Paralisação de coletivos deixa evidente falta que faz malha cicloviária com capacidade para cobrir o Recife e sua Região Metropolitana.
Luce Pereira (texto)
Jarbas (arte)
Greve de ônibus, outra vez. Novamente, dia de penitência para a maior parte da população que, sem outra saída, depende do sofrível transporte público do Recife. Convenhamos, se as promessas contidas no Plano de Mobilidade do município tivessem se transformado em compromisso com a criação e expansão de ciclovias, a dor de cabeça ante o número reduzido de coletivos nas ruas seria bem menor. Os carros poderiam continuar nas garagens e os donos deles não perderiam tempo para chegar ao trabalho, ganhando como bônus pelas pedaladas mais saúde e disposição. Assim raciocinam gestões modernas decididas a desatar o nó produzido por ruas cada vez mais tomadas por automóveis. Caso da prefeitura de São Paulo, que trabalha com a meta de construção de 400 quilômetros de ciclovias, em 2015.
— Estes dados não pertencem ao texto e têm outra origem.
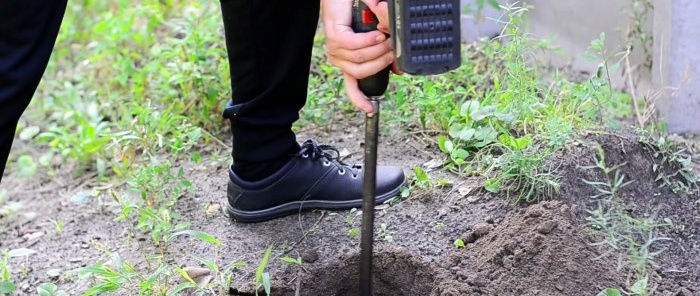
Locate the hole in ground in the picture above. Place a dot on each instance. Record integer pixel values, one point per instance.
(396, 273)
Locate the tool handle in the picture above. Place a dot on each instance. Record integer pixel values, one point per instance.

É intrigante a dificuldade do poder público local em enxergar a importância da bicicleta como meio de transporte, quando a porção inteligente do mundo vive colocando o modal do céu para cima. Ônibus, trens e metrôs, em lugar de disputar a preferência dos usuários, somam-se a fim de facilitar a vida dos ciclistas. Funcionam como complemento às viagens. Seja em vagões ou a bordo dos coletivos, lá estão elas, em espaços especialmente criados para abrigá-las, enquanto aguardam a hora de desembarcar e ganhar as ruas, rodando em territórios próprios, com toda a segurança.
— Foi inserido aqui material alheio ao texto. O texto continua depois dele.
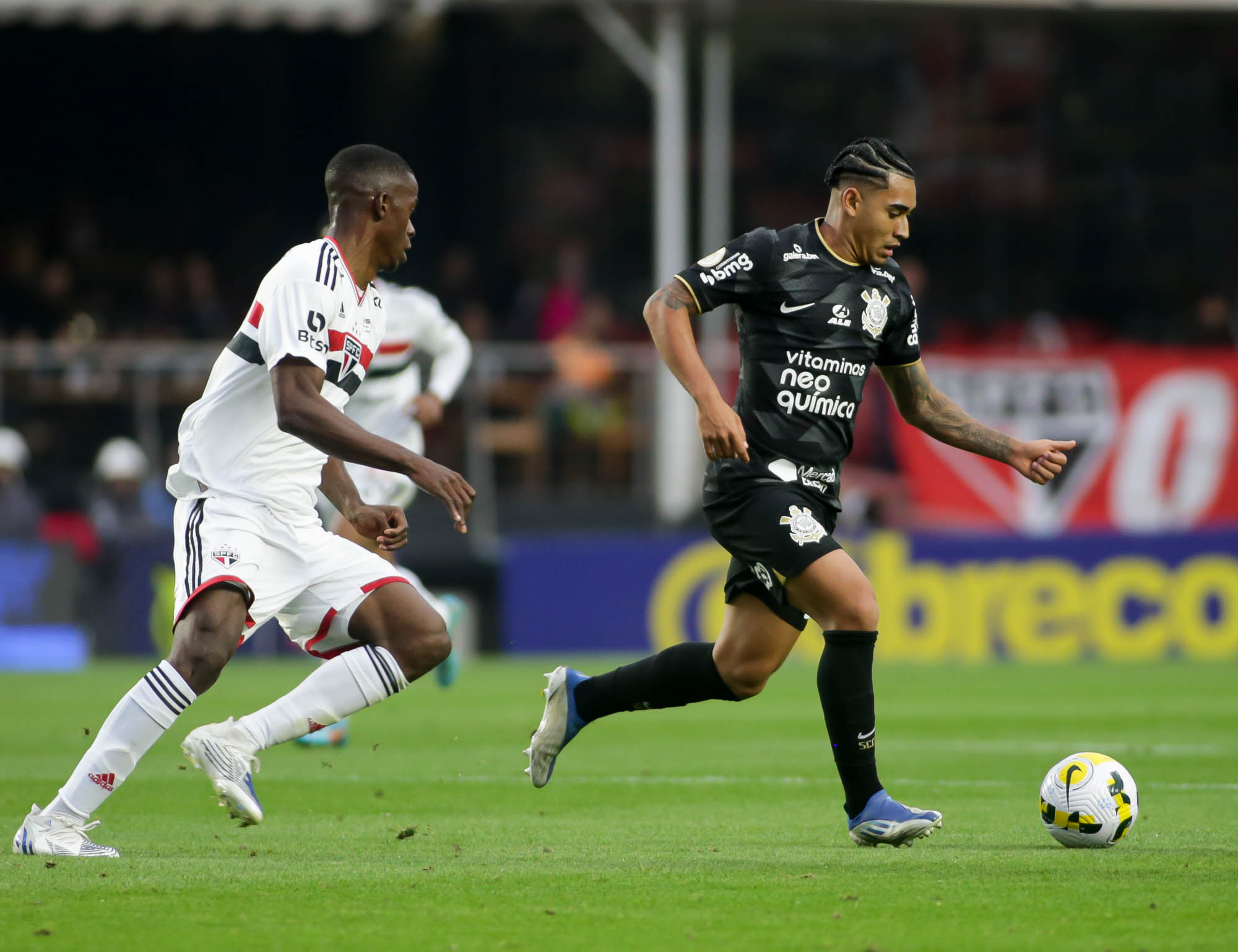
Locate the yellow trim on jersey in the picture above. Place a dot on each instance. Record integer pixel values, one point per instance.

A falta de ciclovias no Recife, antes de mais nada, funciona como um estímulo a que as estatísticas de mortes de ciclistas no trânsito aumentem a cada ano. Ironicamente, o incentivo ao uso da bicicleta partiu da própria prefeitura – quando criou as ciclofaixas de lazer, em funcionamento aos domingos e feriados –, mas a medida, que poderia evoluir para utilização e benefício diários, esbarrou em velhos complicadores, até hoje pouco claros. Como explicar, por exemplo, que a Via Mangue tenha nascido sem faixa exclusiva para quem pedala? É apenas mais um sinal da falta de sintonia da mobilidade praticada aqui com as exigências de um futuro que chega a cada dia.
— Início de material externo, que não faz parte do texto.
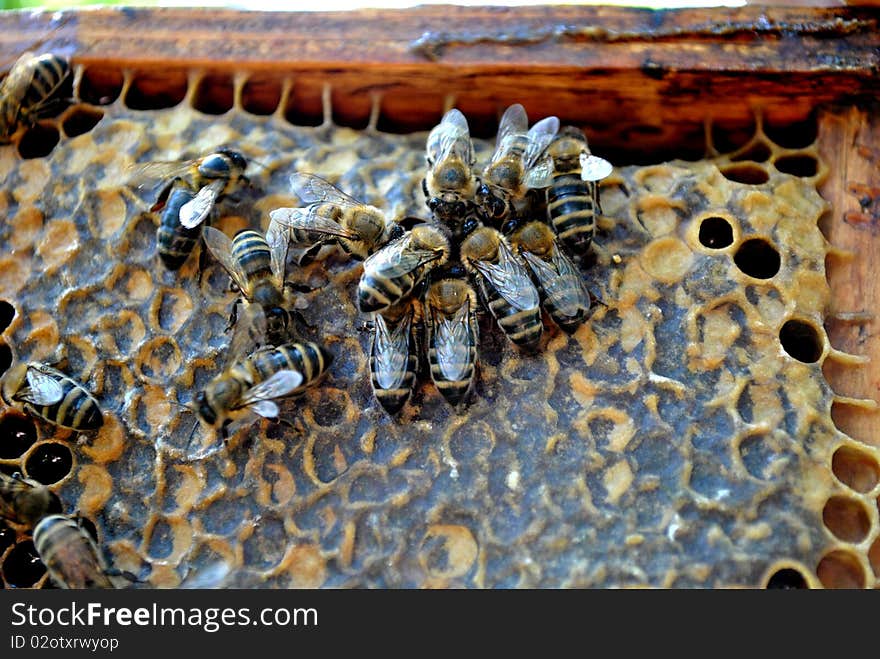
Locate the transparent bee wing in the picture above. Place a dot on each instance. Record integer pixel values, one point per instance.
(196, 210)
(539, 137)
(452, 343)
(249, 332)
(42, 389)
(451, 137)
(311, 219)
(510, 279)
(391, 350)
(280, 384)
(312, 189)
(265, 408)
(221, 248)
(514, 121)
(594, 168)
(395, 259)
(540, 175)
(15, 85)
(278, 239)
(561, 282)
Colocando uma poderosa lente de aumento sobre a questão das ciclovias no Brasil e até no continente (à exceção de Bogotá/Colômbia), o caminho para alcançar grandes cidades da Europa, neste quesito, é a perder de vista. Ainda mais agora, que os europeus terão 70 mil quilômetros delas ligando 43 países. O que não faltam são sinais de que o resto do mundo entendeu a importância deste meio de transporte, enquanto nós continuamos (voluntariamente) com olhos vendados. Basta dizer que a cidade dispõe de míseros 33 quilômetros de malha cicloviária (ciclovias e ciclofaixas), embora anunciem a construção de 540 por toda a RM, até 2024. O problema é apenas que desde o início esse bonde se move à base de promessas.
Em dias como o de ontem, fica mais clara a necessidade de o Recife ter outros olhos para a bicicleta, sobretudo quando a população dá mostras de que deseja a ampliação desse território. Porém, independentemente do sufoco provocado pela falta de alternativas ao transporte público, todo santo dia sobram exemplos da preocupação do mundo em aperfeiçoar o uso do modal. Eles já seriam suficientes para tentarmos escapar de fazer parte do pior espetáculo – aquele em que estaríamos na pele da tartaruga obrigada a testar seu ritmo contra o “turbinado” coelho.